With the mainframe’s star in the ascendancy yet again, we need to seize the opportunities presented while recognizing the risks, writes Mark Wilson, RSM Partners
I was just sixteen when I started working with mainframes. That was in May 1980, a month that also saw the release of The Empire Strikes Back. In the intervening years, neither big iron nor the Star Wars universe have been very far away. In fact, both the mainframe and Star Wars seem more relevant today than ever. While I can’t help thinking we’ve gone through an Attack of the Clones, as nothing has emerged over the years to properly replace the mainframe – yes, it really is that good – we now risk finding ourselves sitting through The Last Jedi. By that, I mean as an industry we need to tackle the dwindling band of mainframe experts at our disposal. They’re not quite living on a secluded Jedi island, surrounded by Porgs until absorbed into the Force – but we are running out of people fast. Just like the Star Wars movies, however, I’m one hundred percent sure the story of the mainframe will go on and on and on… and what’s interesting is how we’re going to get there. But first, a quick recap on where we are now.

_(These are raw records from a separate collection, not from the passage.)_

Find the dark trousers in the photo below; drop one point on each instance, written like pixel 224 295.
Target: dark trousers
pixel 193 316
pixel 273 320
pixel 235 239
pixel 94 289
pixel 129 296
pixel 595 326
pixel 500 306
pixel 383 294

Mainframe is the mainstream
The mainframe is already part of our critical national infrastructure. Most big banks, insurers and retailers depend on mainframes in some form or another. The majority of ATM, debit and credit card transactions will touch a mainframe at some point. Airlines run on them. More than 70% of global Fortune 500 companies are running core business functions using the mainframe. Mainframes have even made the Kessel Run in less than twelve parsecs (that last one is made up, and it’s an impossibility anyway).

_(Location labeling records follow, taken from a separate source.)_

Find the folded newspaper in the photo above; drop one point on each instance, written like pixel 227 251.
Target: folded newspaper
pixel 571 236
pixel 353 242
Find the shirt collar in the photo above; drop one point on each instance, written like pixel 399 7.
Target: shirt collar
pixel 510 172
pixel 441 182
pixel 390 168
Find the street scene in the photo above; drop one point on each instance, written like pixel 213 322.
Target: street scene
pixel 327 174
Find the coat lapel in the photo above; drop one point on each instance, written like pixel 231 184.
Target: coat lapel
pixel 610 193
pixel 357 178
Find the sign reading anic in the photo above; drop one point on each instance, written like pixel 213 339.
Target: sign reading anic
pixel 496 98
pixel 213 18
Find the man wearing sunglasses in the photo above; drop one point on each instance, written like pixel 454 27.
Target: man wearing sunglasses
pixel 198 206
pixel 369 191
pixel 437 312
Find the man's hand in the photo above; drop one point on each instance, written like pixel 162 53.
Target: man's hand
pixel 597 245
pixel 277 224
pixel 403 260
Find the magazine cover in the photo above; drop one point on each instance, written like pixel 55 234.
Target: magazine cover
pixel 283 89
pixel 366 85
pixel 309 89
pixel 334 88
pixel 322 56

At last year’s Guide Share Europe UK conference, the keynote address Compuware’s Chris O’Malley was titled The Future Ready Imperative: A Mainstreamed Mainframe. He maintained the mainframe is already the world’s most future-ready platform: reliable, securable, scalable, cost efficient. His pitch was that organizations need to undertake a genuine digital transformation underpinned by a ‘mainstreamed mainframe’. However, Chris said, this process is so often hampered by outmoded tools and processes, apathetic corporate cultures, and resistance to change. We need to get our act together and move forward: to unleash what he called an organization’s “unique technical virtues and business value”. And why not? – as Barry Norman no doubt said on Film ’80. Today’s mainframe is a streamlined ultra-fast data monster, the system of record, a transaction-eating behemoth. It’s the only platform you can genuinely trust. So it’s a logical decision to make it your centre of gravity, and move it to the heart of everything you do. The Jar Jar Binks in this narrative, however, is the serious lack of mainframe experience, skills and expertise. What’s the solution? I’m going to touch on a couple. The first is Linux for Z. The second, fortunately, is Return of the Jedi.
Use the open source, Luke
Linux for Z makes life so much easier: you get all those mainframe strengths and capabilities in a simple, efficient and secure way. Solutions like Docker and Kubernetes all run on Z just as well if not better than on other platforms. With virtualization, you can have a huge impact on reducing the costs of IT. And in this era of data breaches and cyber security, you have an assurance it’s all so secure. Speaking of which, while Z is routinely described as the most securable server on the planet, you actually have to invest some time, money and resources to secure it properly. But the future looks very bright indeed in this regard. With IBM’s introduction of the z14, Crypto Cards and Pervasive Encryption, the mainframe is on the verge of becoming an advanced crypto service provider (ACSP). In particular, pervasive encryption may be the catalyst for the mainframe to become the trusted security provider for the entire enterprise: Crypto as a Service (CaaS).
Return of the Jedi
So how are we solving the issue of increasingly grey-haired, ready-to-retire mainframe specialists – and all those organizations with no proper succession planning? Last summer, University Business reported that demand for mainframe skills was about to take off: “10,000 baby boomers are retiring every day. It is overwhelmingly this generation that was trained to support mainframes… 20% of mainframe skills will retire in the next five years.” It will take investment to grow the talent the industry needs, and investment of any sort is challenging in today’s corporate world, but the clock is ticking as old-timers retire. Invest now, reap the benefits later. You’ve got to speculate to accumulate, as they say.
Fortunately, we’re already seeing resurging interest from academia, among teaching staff, students and institutions, and I’m increasingly confident a new generation is coming down the line. For example, last year, the UK’s Manchester Metropolitan University introduced a highly practical four-year mainframe degree course, and other universities are doing similar things. IBM has its Academic Initiative, and the Master the Mainframe challenge, which promotes computing in schools and universities in 35 countries. At the same time, banks like Barclays and Lloyds have started mainframe apprenticeship schemes. And my own company is also willing to put its money where my mouth is: we’ve launched our own program, Mainframer in Training (MIT). So we can, I think, look forward to many more adventures in the Z universe.